Name____________________________________
March 21, 2002
Open books and notes. Only
the course text and notes in your own handwriting may be used.
1. The following relate to signature protocols.
a. The author states the authors of the protocol on page
308 spotted an error and corrected it with the protocol on page 309. What is the difference between the two
protocols?
ID sub A is added to line 5 and to the encrypted return in line 6.
b. In part a., what was the weakness in the first
protocol? Explain.
This is directly explained – it is the unusual case that a different user
would use the same nonce.
c.
Consider the arbitrated
digital signature protocol of table 10.1.c (Page 302)?
Which of the criteria of page 300 are met:
Criterion |
Met (Yes/No) |
The
signature must be a bit pattern that depends on the message |
Yes |
The
signature must use some information unique to the sender |
Yes |
It
must be relatively easy to produce |
Yes, short messages |
It
must be computationally infeasible to forge |
Yes |
It
must be practical to retain |
Yes, light traffic |
2.
The
following apply to Kerberos. Please
answer the following, briefly, but avoiding the dreaded RADQ.
a. Explain how the two-realm model of figure 11.2 would
deal with a user from the client realm with the same ID as the user from the
server realm?
This again is relatively simple – the client server is the one performing
user authentication, and the server TGS grants a ticket based on its trust of
the client TGS.
b. What safeguards would you use in adding a user to a
Kerberos authentication server using certificate authorities rather than
off-line key distribution.
The Kerberos server has to have a secure distribution of the certificate
server’s public key or a shared key. The issuance criteria demanded by the Kerberos server can be
specified all the way to personal experience if the local application requires
that level of security.
c. What are the disadvantages of three-way authentication
(p. 347) when synchronized clocks are available?
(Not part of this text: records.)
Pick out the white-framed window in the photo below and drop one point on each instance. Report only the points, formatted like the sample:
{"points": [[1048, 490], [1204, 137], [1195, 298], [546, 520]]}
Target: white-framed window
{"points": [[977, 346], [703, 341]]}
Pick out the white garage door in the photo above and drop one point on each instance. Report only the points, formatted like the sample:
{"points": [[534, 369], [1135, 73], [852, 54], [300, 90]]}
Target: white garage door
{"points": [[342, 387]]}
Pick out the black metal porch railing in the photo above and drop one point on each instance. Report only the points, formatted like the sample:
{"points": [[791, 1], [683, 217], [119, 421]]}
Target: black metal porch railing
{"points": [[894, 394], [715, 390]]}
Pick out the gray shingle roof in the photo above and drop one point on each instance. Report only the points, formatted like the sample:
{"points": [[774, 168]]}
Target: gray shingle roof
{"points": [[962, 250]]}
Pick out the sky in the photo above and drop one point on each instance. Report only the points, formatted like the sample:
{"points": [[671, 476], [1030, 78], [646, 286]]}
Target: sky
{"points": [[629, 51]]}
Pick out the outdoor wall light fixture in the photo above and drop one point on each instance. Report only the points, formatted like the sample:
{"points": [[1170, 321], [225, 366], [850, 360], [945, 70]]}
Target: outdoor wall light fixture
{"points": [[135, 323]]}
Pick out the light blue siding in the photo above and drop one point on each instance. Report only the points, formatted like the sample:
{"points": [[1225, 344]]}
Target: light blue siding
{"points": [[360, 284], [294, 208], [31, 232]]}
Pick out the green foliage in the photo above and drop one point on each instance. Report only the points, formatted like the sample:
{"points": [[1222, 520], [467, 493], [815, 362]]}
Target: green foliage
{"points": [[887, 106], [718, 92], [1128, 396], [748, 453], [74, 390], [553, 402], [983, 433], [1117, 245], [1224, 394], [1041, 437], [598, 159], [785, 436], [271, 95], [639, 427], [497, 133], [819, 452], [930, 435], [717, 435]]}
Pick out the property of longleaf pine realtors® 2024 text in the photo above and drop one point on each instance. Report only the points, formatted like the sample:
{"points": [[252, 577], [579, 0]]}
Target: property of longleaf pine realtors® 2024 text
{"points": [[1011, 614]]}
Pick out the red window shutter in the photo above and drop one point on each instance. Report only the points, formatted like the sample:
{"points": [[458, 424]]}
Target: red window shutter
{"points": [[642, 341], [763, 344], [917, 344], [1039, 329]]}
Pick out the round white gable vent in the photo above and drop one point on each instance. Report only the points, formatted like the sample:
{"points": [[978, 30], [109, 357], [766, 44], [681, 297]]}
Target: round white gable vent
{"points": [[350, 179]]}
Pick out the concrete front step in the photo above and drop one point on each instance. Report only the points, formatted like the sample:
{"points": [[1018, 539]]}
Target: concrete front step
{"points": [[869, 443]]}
Only the additional message traffic and encryption.
3.
Please answer the following,
briefly, please.
a.
In PGP, a key revocation certificate is signed by the
owner. How would the owner counter the
situation in which a malicious individual has done so for the purpose of
denying service?
There is really no counter to this one except
not allowing later keys to be compromised.
The new key is not subject to the same kind of compromise unless the
rightful user continues to be careless.
Note that the compromise may have been of the passphrase, and then the
entire key ring needs reencryption.
b.
Consider Figure 13.10.d on page 420. Describe what protections this gives.
The inner tunnel is host-to-host and can be used for interdepartmental
purposes, the outer is gateway-to host or gateway and can be used for VPN
purposes. In effect this is a remote
member of a VPN with an internal departmental security layer added.
c.
State an example of a scenario (VPN, departmentalization,
etc.) in which this would be useful.